I have this in test.xml
<?xml version="1.0"?>
<ownershipDocument>
<issue>
<ic>0000030305</ic>
<iname>DUCOMM</iname>
<its>DCP</its>
</issue>
<ndt>
<ndtran>
<tc>
<tft>4</tft>
<tc>P</tc>
<esi>0</esi>
</tc>
</ndtran>
<ndtran>
<tc>
<tft>4</tft>
<tc>P</tc>
<esi>0</esi>
</tc>
</ndtran>
</ndt>
</ownershipDocument>
I wrote this script in Python :
import xml.etree.cElementTree as ET
tree = ET.parse('test.xml')
root = tree.getroot()
print root.tag
print root.attrib
for child in root:
print(child.tag, child.attrib)
for issue in root.findall('issue'):
ic = issue.find('ic').text
iname= issue.find('iname').text
print(ic,iname)
This gives me :
ownershipDocument
{}
('issue', {})
('ndt', {})
('0000030305', 'DUCOMM')
That successfully gets me the info I need in the "issue".
Problem is that I need to access multiple "ndtran" nodes ( in the "ndt" node ). While parsing I can extract the "tft", "tc" and "esi" values as groups but I need to iterate over each "tc" node, extract the "tft","tc","esi" values, insert them into a database and then move to the next "tc" node and do it again.

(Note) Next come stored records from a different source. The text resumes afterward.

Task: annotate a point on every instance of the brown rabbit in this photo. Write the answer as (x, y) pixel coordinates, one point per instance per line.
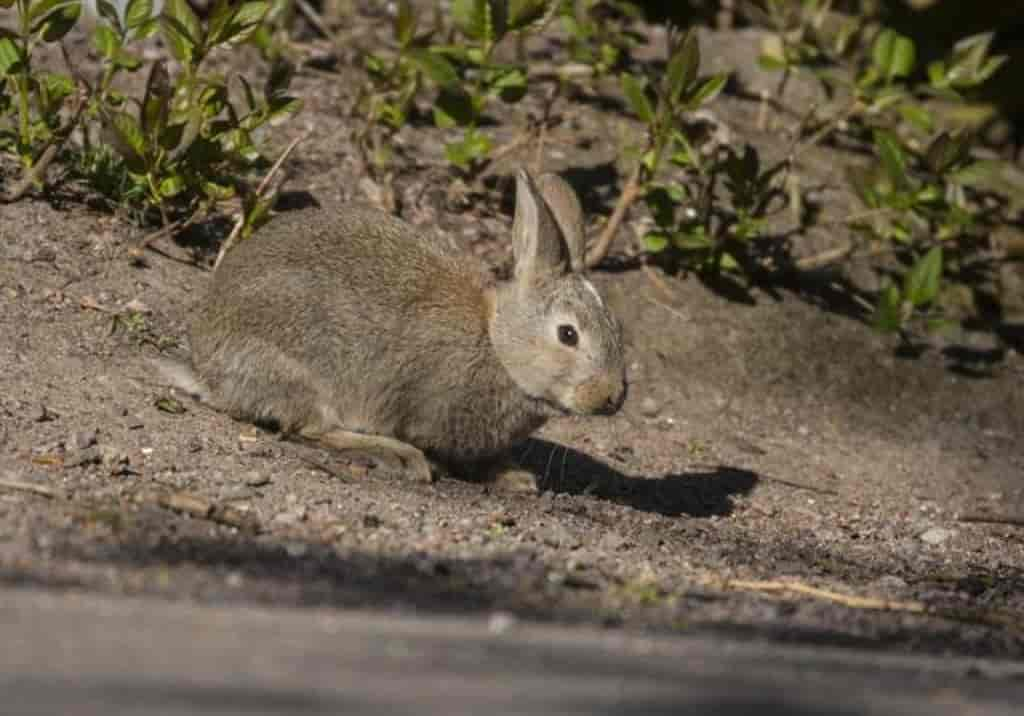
(347, 326)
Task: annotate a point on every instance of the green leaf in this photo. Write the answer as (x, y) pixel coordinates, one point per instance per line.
(771, 64)
(107, 42)
(655, 243)
(280, 79)
(946, 151)
(454, 107)
(635, 90)
(181, 30)
(157, 100)
(892, 156)
(245, 22)
(509, 84)
(683, 66)
(10, 56)
(474, 145)
(523, 13)
(921, 285)
(172, 185)
(694, 240)
(978, 172)
(404, 24)
(916, 115)
(137, 12)
(709, 90)
(57, 17)
(479, 19)
(728, 262)
(127, 139)
(281, 107)
(109, 12)
(893, 54)
(436, 67)
(889, 310)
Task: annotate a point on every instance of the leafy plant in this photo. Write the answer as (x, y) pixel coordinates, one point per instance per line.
(922, 193)
(31, 100)
(479, 80)
(684, 206)
(186, 140)
(599, 32)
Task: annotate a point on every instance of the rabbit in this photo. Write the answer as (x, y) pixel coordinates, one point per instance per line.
(351, 328)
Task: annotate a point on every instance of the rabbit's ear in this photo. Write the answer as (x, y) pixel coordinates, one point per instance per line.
(537, 240)
(564, 204)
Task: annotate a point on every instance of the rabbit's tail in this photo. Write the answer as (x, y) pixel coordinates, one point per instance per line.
(180, 375)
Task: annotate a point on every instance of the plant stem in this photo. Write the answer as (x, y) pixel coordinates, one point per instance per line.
(630, 194)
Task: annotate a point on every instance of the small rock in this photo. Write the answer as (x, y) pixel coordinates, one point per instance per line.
(44, 415)
(113, 455)
(296, 549)
(290, 517)
(237, 493)
(890, 583)
(255, 479)
(82, 439)
(137, 306)
(650, 407)
(936, 536)
(612, 542)
(81, 458)
(501, 622)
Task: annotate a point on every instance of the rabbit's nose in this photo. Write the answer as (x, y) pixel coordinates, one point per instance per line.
(614, 402)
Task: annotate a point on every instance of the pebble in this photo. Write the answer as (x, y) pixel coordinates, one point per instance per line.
(290, 517)
(611, 542)
(255, 479)
(501, 622)
(82, 439)
(44, 415)
(936, 536)
(86, 456)
(650, 407)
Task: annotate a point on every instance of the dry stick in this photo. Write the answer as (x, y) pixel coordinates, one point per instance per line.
(1016, 520)
(314, 19)
(40, 490)
(232, 239)
(971, 616)
(196, 506)
(626, 199)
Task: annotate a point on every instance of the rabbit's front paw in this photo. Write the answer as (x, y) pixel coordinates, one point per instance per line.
(403, 457)
(510, 477)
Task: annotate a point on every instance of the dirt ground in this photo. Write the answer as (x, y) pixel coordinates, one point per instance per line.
(768, 438)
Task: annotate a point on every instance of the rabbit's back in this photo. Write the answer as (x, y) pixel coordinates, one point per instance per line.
(349, 317)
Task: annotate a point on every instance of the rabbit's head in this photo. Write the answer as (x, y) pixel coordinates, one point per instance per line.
(550, 327)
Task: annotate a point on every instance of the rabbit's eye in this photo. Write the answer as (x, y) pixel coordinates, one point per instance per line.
(567, 335)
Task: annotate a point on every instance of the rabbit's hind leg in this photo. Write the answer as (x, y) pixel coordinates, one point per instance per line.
(403, 456)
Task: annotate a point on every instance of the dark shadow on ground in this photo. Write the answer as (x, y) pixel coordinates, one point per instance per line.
(562, 469)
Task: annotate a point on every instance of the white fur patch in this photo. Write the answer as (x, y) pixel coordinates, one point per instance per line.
(590, 287)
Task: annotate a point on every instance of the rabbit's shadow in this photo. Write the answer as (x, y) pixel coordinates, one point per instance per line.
(562, 469)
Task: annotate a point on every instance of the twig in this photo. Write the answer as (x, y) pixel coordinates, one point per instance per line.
(314, 19)
(799, 486)
(993, 618)
(1016, 520)
(502, 152)
(40, 490)
(196, 506)
(232, 238)
(630, 194)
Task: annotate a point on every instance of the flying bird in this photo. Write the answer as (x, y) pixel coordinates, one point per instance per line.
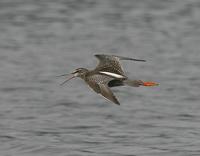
(108, 73)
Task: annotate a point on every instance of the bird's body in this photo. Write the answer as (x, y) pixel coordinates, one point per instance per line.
(108, 73)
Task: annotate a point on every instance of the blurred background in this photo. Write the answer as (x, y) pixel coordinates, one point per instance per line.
(40, 39)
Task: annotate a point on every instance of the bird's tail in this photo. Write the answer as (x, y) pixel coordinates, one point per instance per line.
(137, 83)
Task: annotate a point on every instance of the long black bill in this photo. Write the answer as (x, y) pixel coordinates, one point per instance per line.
(62, 75)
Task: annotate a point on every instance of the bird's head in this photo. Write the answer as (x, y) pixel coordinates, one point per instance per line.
(79, 72)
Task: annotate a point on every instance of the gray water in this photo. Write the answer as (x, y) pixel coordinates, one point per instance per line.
(40, 39)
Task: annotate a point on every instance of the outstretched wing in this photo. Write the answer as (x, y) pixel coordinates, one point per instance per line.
(99, 83)
(110, 65)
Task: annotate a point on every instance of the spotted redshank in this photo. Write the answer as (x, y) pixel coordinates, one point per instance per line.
(108, 73)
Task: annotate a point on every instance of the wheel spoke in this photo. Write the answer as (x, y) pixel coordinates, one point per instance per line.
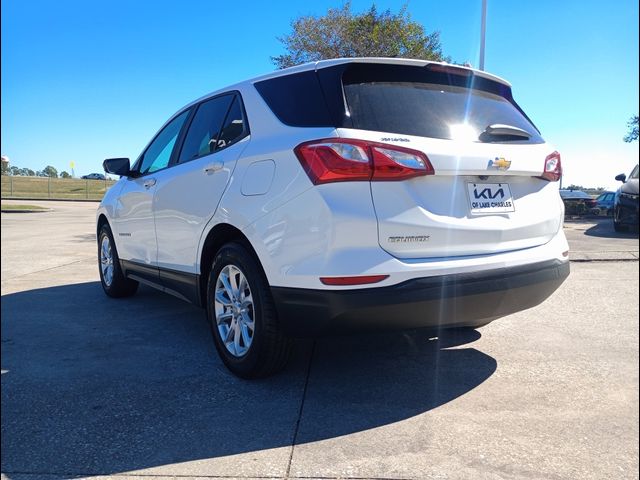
(233, 274)
(221, 298)
(247, 301)
(224, 279)
(242, 287)
(236, 339)
(246, 337)
(248, 321)
(229, 333)
(233, 304)
(224, 316)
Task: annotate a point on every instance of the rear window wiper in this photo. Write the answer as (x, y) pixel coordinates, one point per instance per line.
(504, 132)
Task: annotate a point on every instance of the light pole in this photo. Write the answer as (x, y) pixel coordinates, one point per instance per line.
(483, 31)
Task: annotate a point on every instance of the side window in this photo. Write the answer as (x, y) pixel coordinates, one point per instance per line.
(202, 136)
(158, 154)
(233, 129)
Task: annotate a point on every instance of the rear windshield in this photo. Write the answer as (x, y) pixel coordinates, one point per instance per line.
(573, 194)
(399, 99)
(419, 102)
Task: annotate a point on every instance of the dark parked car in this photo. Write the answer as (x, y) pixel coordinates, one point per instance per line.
(625, 206)
(93, 176)
(577, 202)
(604, 204)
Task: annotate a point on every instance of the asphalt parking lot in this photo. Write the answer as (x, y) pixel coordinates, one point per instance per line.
(93, 386)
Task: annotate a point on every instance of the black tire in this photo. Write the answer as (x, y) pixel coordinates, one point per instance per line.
(269, 350)
(120, 285)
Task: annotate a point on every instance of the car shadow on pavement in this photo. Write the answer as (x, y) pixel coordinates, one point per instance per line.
(92, 385)
(604, 229)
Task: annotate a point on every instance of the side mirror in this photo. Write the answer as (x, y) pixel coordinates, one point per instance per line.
(117, 166)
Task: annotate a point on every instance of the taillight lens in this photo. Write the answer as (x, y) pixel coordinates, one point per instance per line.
(552, 167)
(341, 160)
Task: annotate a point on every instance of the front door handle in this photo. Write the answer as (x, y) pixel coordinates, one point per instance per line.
(214, 167)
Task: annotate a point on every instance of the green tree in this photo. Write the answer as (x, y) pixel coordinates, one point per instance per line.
(632, 134)
(343, 33)
(50, 171)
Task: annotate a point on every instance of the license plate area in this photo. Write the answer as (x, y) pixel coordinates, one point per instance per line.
(490, 198)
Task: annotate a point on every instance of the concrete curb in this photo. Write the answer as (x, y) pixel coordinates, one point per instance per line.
(33, 199)
(25, 211)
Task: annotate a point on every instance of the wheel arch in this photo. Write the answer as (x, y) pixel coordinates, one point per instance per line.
(217, 237)
(102, 220)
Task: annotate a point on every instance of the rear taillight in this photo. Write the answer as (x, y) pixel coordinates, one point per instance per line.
(552, 167)
(342, 160)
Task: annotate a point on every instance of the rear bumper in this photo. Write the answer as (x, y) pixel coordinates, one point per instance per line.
(467, 299)
(627, 211)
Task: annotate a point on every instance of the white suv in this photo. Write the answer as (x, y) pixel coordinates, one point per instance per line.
(340, 195)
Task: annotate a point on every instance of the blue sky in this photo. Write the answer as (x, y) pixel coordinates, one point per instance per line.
(83, 80)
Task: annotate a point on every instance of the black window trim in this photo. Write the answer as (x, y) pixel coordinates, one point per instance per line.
(245, 126)
(138, 162)
(177, 148)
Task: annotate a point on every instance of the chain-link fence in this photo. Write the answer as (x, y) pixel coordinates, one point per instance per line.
(54, 188)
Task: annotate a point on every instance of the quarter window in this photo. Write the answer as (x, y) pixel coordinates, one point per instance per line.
(202, 136)
(158, 154)
(233, 129)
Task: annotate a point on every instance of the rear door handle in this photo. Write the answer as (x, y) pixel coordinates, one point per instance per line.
(214, 167)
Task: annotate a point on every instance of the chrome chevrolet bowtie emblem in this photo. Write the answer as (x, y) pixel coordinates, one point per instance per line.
(500, 163)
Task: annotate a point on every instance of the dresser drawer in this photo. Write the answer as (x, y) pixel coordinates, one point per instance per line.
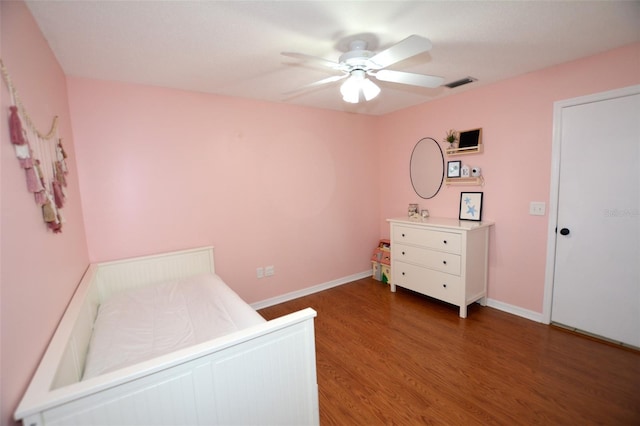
(439, 240)
(432, 259)
(436, 284)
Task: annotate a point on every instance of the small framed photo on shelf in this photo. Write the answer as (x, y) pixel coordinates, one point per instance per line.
(471, 206)
(453, 168)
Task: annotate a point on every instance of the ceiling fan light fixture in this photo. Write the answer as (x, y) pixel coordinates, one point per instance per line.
(358, 84)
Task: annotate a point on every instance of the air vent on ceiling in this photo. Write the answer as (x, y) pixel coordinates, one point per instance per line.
(461, 82)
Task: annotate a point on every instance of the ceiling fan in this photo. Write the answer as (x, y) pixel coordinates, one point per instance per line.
(359, 63)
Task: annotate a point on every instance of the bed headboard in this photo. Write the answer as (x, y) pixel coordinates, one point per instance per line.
(64, 360)
(117, 276)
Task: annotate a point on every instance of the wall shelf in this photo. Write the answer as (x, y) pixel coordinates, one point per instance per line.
(465, 151)
(470, 181)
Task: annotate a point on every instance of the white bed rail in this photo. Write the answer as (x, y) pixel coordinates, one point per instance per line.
(265, 374)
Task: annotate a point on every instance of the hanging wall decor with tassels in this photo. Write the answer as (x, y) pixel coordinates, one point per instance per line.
(41, 156)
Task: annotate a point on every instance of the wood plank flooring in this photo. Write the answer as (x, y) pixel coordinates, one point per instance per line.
(404, 359)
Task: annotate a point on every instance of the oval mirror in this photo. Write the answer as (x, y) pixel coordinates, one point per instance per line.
(427, 168)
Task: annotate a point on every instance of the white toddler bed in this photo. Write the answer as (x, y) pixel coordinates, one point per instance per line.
(248, 371)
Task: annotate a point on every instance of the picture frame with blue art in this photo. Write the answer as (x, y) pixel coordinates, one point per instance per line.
(471, 206)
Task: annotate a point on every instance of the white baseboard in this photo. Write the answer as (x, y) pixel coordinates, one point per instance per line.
(515, 310)
(309, 290)
(492, 303)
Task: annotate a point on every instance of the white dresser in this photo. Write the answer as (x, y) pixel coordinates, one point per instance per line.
(443, 258)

What I tried to use to iterate over each of these was this :
for tc in root.findall("./ndt/ndtran/tc"):
tft = tc.find('tft').text
tc = tc.find('tc').text
esi = tc.find('esi').text
print(tft,tc,esi)
This almost gets me there ( I think ) but it does give me an error.
esi = tc.find('esi').text
AttributeError: 'int' object has no attribute 'text'
I hope that makes sense. I believe what I am after is the DOM parsing methodology which is fine since these documents aren't that big.
I appreciate any advice or pointers in the right direction.
You were replacing value of tc
attribute to be string
in the previous line :
for tc in root.findall("./ndt/ndtran/tc"):
tft = tc.find('tft').text
tc = tc.find('tc').text
#^^ use different variable name here
esi = tc.find('esi').text
#^^ at this point, `tc` is no longer referencing the outer <tc> elements
Interesting coincidence that string
also has find()
method which return int
(-1
) when the keyword is not found, hence the 'int' object has no attribute 'text' error.